Сонечка снова забралась на раскладушку, пытаясь задремать, и тут Федя довольно разумно заговорил:
— Сонечка, милая девочка, какая же я дрянь и подонок! Я…
Началась исповедь, потребность в которой у алкашей появляется обычно среди ночи, когда еще нет сильного похмелья, а состояние глухого опьянения прошло.
По мере течения своей печальной повести Федя трезвел, а это было неприятно чисто физически и лишало пьяного куража, необходимого ему сейчас, ибо задумал он сделать Сонечку своей послушницей…
— Послушай, Сонька, — как бы по-товарищески обратился он к ней, — давай выпьем за мою пропащую жизнь! И за то, чтобы не пропала она у тебя. Я сейчас принесу глотнуть…

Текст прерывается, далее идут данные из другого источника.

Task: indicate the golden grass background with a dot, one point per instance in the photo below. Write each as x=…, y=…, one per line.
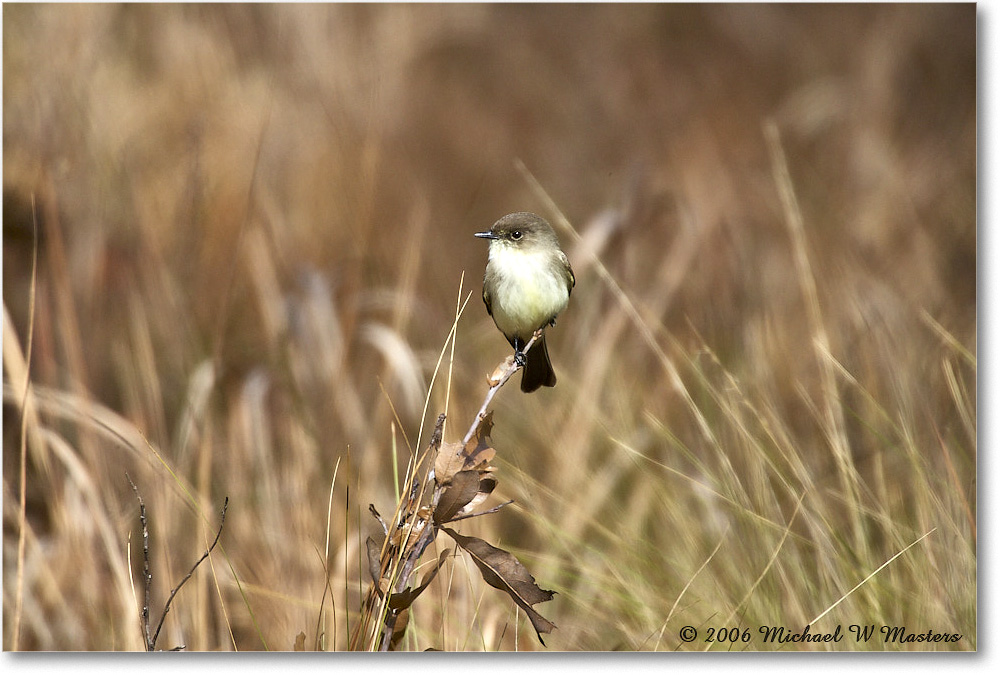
x=253, y=222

Федя притащил полбутылки водки и стакан шампанского, куда успел плеснуть водочки.
Сонечка, совершенно подавленная Фединой исповедью, почувствовала, что выпить сейчас необходимо, иначе у нее начнется истерика и она выдаст себя.

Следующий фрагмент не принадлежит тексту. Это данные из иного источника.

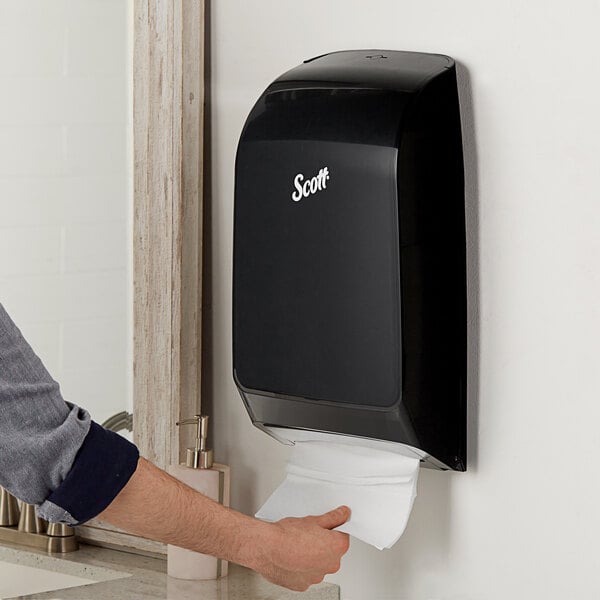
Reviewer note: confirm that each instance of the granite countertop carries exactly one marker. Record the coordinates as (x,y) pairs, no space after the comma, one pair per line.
(133,577)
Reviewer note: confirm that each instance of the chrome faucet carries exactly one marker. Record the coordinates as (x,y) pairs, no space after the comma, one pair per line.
(25,528)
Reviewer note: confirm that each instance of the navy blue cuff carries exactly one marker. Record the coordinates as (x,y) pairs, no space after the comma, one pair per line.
(104,464)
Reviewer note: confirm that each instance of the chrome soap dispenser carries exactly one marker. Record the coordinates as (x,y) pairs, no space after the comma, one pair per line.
(210,479)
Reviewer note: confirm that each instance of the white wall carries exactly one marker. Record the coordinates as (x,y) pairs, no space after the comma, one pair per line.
(523,522)
(65,191)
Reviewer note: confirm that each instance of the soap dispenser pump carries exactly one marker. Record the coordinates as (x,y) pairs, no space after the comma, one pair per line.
(201,473)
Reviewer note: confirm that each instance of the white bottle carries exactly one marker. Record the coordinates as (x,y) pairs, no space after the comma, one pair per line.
(212,480)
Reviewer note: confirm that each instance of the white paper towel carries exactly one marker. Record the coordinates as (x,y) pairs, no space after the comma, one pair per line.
(379,486)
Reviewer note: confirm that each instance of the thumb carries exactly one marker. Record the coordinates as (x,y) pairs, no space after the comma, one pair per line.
(334,518)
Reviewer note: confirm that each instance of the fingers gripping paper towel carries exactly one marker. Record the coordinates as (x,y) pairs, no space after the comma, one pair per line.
(379,486)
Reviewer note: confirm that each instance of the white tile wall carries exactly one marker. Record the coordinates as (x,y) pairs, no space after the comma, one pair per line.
(65,187)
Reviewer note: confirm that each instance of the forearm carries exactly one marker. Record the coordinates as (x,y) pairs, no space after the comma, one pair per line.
(155,505)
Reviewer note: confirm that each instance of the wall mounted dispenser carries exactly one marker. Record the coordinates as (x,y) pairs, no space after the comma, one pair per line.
(349,311)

Они дружески чокнулись, выпили, повторили по настоятельному совету Феди, и оба расслабились.
Сонечке, получившей алкогольный удар, какого она не ожидала, нестерпимо захотелось рассказать другу Феде о своих мытарствах… Она вполне прозрачно намекнула, что в родном городе ей появляться нельзя, она натворила там дел…
Сказала, испугалась и отрезвела — что она несет?.. И стала неуклюже пояснять: любовь, мол, была… Он ее не любил (еще бы, подумал Федя), а она очень; но надежд не было, и она сбежала с горя…

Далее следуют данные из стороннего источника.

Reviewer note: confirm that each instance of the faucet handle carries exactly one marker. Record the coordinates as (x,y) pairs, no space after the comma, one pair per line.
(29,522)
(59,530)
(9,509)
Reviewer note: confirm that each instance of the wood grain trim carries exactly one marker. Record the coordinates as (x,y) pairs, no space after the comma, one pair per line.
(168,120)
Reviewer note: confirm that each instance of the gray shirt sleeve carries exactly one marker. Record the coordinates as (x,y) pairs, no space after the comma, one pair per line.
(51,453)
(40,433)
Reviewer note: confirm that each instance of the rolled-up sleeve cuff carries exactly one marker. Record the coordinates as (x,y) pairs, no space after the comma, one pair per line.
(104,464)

Сонечка разревелась, вспомнив родной город, свою жизнь там, милую, любимую Гулю, и затосковала так, как тоскует непьющий, хлебнувший «ерша».
Она подумала, что обязательно напишет Гуле обо всем. И пусть она судит Соню страшным и справедливым судом.
Федя понял, что наступил его час. Он присел к ней на раскладушку, стал гладить ее по голове… И вдруг ощутил под париком что-то плотненькое… Федя тут же понял, что девчонка прячет там башли.
Наверняка доллары. Потому что «деревянные» она выуживает из пакета, с которым, кстати, не расстается… Подумав об этом, он стал целовать Сонечку в мокрые от слез щеки, шмыгающий нос и, наконец, поцеловал как следует! Хорошо, что она приняла «ерша»!
Ибо вынести тот букет, которым несло от Феди, трезвому было бы невозможно. А так Сонечка приняла поцелуй как знак дружбы и симпатии, хотя вихрем пронеслось воспоминание о том поцелуе, единственном в ее жизни, когда он поцеловал ее, не зная еще, кого целует…
А у Феди созрел план.
У него в этом доме были знакомые, иногда переходившие после совместной пьянки в категорию друзей.
Ребята они были хорошие, как считал Федя, особенно один из них, который в этом доме держал мастерскую, — он был художник, как и его товарищи, наведывавшиеся к нему. Мастерская располагалась напротив Макарыча-самогонщика, где Федя с художниками и встретился.
Художники были не сильно имущие (богатые заезжали сюда редко, но бывали, потому что хозяин мастерской, Кирилл, был фигурой заметной — человеком преумнейшим, преинтереснейшим. Богатые попросту выдаивали из него идеи, афоризмы, даже философские взгляды).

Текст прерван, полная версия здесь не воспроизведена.